HEPCloud: An FPGA-Based Multicore Processor for FV Somewhat Homomorphic Function Evaluation

In this paper, we present an FPGA based hardware accelerator 'HEPCloud' for homomorphic evaluations of medium depth functions which has applications in cloud computing. Our HEPCloud architecture supports the polynomial ring based homomorphic encryption scheme FV for a ring-LWE parameter set of dimension 2(15), modulus size 1,228-bit, and a standard deviation 50. This parameter-set offers a multiplicative depth 36 and at least 85 bit security. The processor of HEPCloud is composed of multiple parallel cores. To achieve fast computation time for such a large parameter-set, various optimizations in both algorithm and architecture levels are performed. For fast polynomial multiplications, we use CRT with NTT and achieve two dimensional parallelism in HEPCloud. We optimize the BRAM access, use a fast Barrett like polynomial reduction method, optimize the cost of CRT, and design a fast divide-and-round unit. Beside parallel processing, we apply pipelining strategy in several of the sequential building blocks to reduce the impact of sequential computations. Finally, we implement HEPCloud on a medium-size Xilinx Virtex 6 FPGA board ML605 board and measure its on-board performance.
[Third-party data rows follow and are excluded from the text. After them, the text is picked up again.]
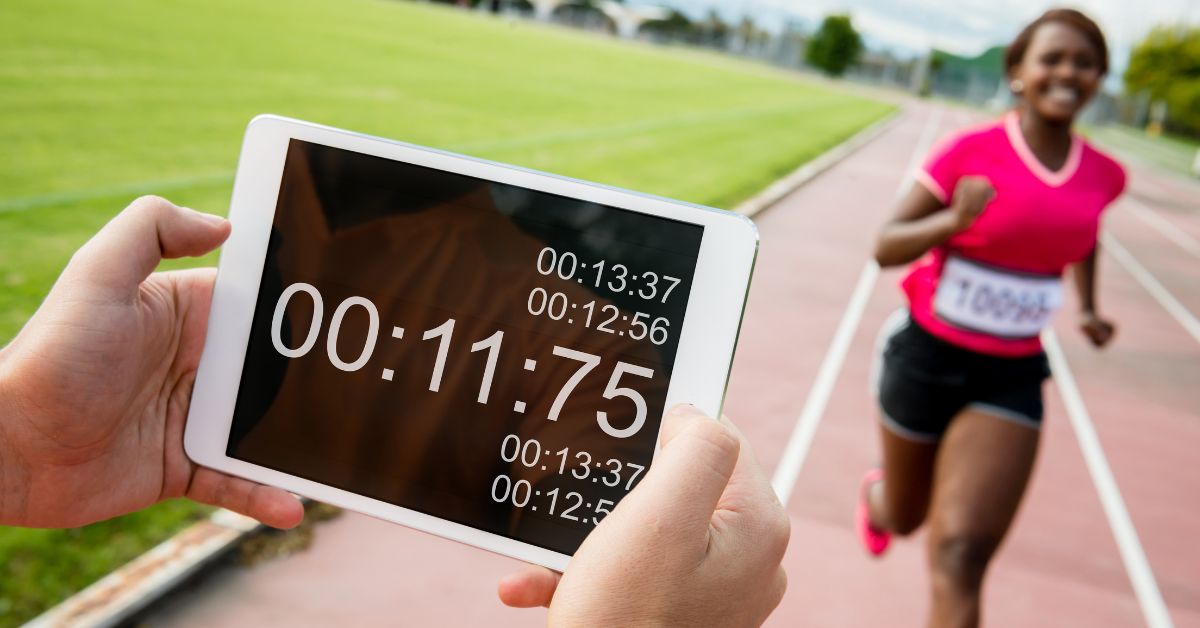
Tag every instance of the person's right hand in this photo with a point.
(971, 196)
(697, 543)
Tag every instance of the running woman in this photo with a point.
(997, 214)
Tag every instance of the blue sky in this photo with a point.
(964, 27)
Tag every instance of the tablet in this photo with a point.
(473, 350)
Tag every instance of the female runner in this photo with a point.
(1000, 211)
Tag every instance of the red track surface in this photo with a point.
(1060, 566)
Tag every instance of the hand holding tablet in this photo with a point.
(468, 348)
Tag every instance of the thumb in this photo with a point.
(126, 250)
(689, 476)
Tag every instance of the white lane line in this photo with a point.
(1152, 285)
(798, 444)
(1165, 227)
(1153, 608)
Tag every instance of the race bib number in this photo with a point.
(997, 301)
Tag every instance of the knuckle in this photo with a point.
(149, 203)
(718, 436)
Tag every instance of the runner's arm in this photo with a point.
(1085, 281)
(921, 225)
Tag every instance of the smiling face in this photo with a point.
(1060, 72)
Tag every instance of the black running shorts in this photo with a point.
(925, 381)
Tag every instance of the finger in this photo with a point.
(748, 483)
(127, 249)
(274, 507)
(688, 477)
(750, 503)
(532, 586)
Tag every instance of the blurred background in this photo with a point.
(702, 100)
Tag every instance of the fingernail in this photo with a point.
(211, 219)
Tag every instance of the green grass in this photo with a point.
(102, 101)
(1169, 153)
(40, 567)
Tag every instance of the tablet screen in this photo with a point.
(479, 352)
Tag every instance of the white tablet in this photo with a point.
(468, 348)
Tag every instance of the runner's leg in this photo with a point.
(899, 503)
(981, 474)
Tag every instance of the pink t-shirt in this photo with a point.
(1038, 222)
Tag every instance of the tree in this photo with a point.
(834, 47)
(1167, 65)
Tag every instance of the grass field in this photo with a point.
(1167, 153)
(103, 101)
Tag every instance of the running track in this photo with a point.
(799, 390)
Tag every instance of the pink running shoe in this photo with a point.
(874, 539)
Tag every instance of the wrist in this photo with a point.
(12, 490)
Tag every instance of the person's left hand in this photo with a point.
(1098, 330)
(95, 389)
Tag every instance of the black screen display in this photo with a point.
(479, 352)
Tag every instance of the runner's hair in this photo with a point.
(1069, 17)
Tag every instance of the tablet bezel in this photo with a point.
(702, 364)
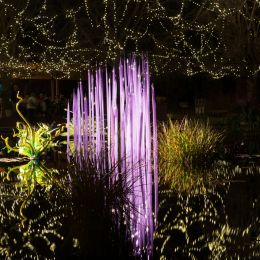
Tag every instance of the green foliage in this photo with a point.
(186, 150)
(33, 141)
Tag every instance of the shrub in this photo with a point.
(187, 150)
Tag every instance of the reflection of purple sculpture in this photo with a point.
(115, 126)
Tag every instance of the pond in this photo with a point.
(222, 222)
(65, 216)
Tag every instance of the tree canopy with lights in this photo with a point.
(189, 36)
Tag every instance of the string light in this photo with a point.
(191, 36)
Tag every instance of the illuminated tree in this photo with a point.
(190, 36)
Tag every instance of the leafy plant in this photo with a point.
(186, 150)
(33, 141)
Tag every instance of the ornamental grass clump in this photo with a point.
(187, 151)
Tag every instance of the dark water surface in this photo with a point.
(221, 222)
(53, 220)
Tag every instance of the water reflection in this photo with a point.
(31, 213)
(47, 214)
(221, 223)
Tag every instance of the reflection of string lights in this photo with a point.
(190, 36)
(197, 226)
(43, 228)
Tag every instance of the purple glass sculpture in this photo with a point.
(115, 126)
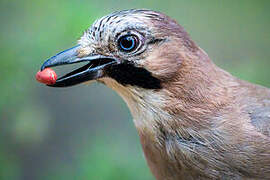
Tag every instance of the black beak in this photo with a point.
(93, 70)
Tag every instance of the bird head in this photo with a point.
(139, 48)
(140, 54)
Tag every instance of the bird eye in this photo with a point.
(128, 43)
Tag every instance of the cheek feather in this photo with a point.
(128, 74)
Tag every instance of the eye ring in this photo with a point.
(128, 43)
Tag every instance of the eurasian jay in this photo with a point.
(194, 120)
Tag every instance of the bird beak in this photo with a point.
(92, 71)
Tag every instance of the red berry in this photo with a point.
(47, 76)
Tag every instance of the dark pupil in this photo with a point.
(127, 43)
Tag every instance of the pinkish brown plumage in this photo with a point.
(195, 121)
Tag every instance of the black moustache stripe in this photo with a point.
(128, 74)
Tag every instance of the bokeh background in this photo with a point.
(86, 132)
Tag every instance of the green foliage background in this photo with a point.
(86, 132)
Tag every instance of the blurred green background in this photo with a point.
(86, 132)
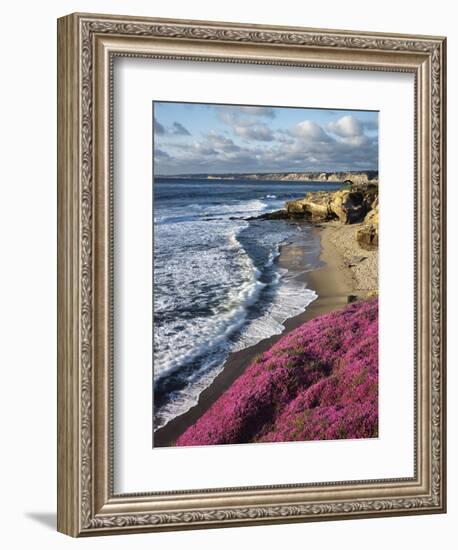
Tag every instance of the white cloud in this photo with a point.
(309, 131)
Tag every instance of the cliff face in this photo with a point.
(349, 205)
(318, 382)
(354, 178)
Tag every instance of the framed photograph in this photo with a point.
(251, 292)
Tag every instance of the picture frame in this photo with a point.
(87, 47)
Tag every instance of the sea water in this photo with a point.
(217, 287)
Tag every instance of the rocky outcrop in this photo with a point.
(349, 205)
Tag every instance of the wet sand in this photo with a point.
(333, 283)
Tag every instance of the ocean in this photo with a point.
(216, 283)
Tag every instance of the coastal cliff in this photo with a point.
(359, 177)
(349, 177)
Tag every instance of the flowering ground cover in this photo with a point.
(318, 382)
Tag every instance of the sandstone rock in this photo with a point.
(313, 207)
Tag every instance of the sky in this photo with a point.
(203, 138)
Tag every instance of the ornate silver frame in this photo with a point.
(87, 44)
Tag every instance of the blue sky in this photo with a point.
(211, 138)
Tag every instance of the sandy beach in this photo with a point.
(348, 272)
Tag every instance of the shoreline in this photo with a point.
(334, 284)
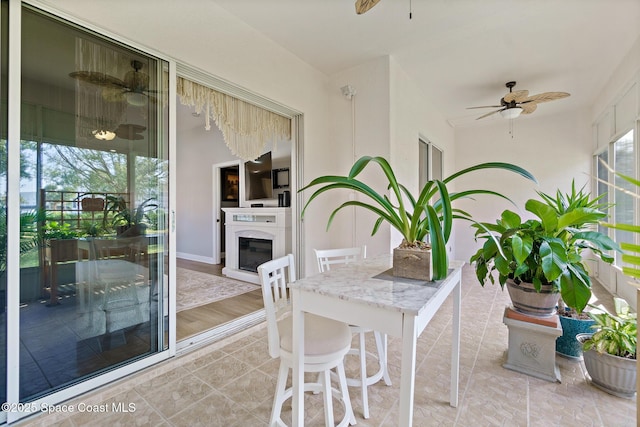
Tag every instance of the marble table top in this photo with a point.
(371, 282)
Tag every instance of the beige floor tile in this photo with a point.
(232, 383)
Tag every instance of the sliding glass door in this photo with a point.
(93, 205)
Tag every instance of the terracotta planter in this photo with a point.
(526, 299)
(412, 263)
(613, 374)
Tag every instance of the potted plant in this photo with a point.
(610, 353)
(425, 221)
(573, 322)
(542, 258)
(128, 221)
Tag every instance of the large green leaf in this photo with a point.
(510, 219)
(493, 165)
(438, 246)
(597, 239)
(554, 259)
(546, 213)
(522, 247)
(575, 293)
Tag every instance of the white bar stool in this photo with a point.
(326, 342)
(326, 258)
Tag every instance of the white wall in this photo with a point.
(196, 151)
(390, 115)
(368, 110)
(412, 117)
(555, 149)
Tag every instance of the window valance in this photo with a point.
(246, 128)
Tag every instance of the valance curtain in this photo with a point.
(246, 128)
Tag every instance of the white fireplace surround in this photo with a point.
(259, 223)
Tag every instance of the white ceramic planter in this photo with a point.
(613, 374)
(527, 300)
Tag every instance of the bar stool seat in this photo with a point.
(326, 342)
(326, 258)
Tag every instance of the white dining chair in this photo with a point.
(326, 342)
(326, 258)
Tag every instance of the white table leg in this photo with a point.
(408, 370)
(297, 404)
(455, 344)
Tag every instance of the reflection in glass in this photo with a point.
(602, 161)
(94, 162)
(624, 203)
(3, 198)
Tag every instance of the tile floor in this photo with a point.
(231, 383)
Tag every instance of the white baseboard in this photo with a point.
(192, 257)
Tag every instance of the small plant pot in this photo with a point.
(567, 345)
(412, 263)
(526, 299)
(612, 374)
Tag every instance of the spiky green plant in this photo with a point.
(420, 220)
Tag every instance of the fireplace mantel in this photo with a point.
(261, 223)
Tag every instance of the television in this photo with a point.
(257, 178)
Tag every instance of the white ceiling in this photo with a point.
(461, 52)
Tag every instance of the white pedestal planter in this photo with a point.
(532, 345)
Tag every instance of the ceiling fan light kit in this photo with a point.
(518, 102)
(104, 135)
(511, 113)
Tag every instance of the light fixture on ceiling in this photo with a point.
(511, 113)
(137, 99)
(103, 135)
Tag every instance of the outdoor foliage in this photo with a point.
(423, 220)
(547, 250)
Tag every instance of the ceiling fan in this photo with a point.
(363, 6)
(519, 102)
(134, 88)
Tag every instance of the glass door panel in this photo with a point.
(3, 199)
(94, 194)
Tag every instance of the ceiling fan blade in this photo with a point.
(363, 6)
(485, 106)
(528, 108)
(516, 95)
(545, 97)
(488, 114)
(96, 78)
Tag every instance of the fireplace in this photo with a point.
(253, 252)
(254, 236)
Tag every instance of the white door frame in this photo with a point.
(216, 205)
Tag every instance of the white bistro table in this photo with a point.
(365, 293)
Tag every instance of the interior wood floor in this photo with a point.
(206, 317)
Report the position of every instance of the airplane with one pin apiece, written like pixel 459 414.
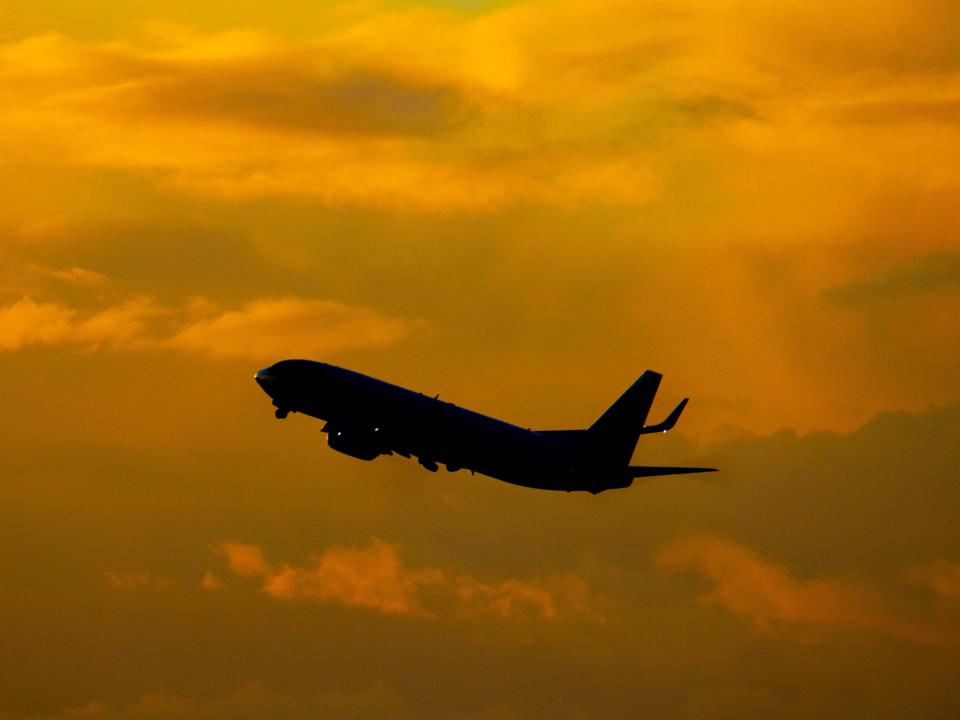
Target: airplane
pixel 366 418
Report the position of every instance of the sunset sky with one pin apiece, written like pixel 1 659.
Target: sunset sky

To store the ciphertexts during a homomorphic function evaluation, we use the large DDR3 memory of the ML605 board. Our FPGA-based implementation of HEPCloud computes a homomorphic multiplication in 26.67 s, of which the actual computation takes only 3.36 s and the rest is spent for off-chip memory access. It requires about 37,551 s to evaluate the SIMON-64/128 block cipher, but the per-block timing is only about 18 s because HEPCloud processes 2,048 blocks simultaneously. The results show that FPGA-based acceleration of homomorphic function evaluations is feasible, but fast memory interface is crucial for the performance.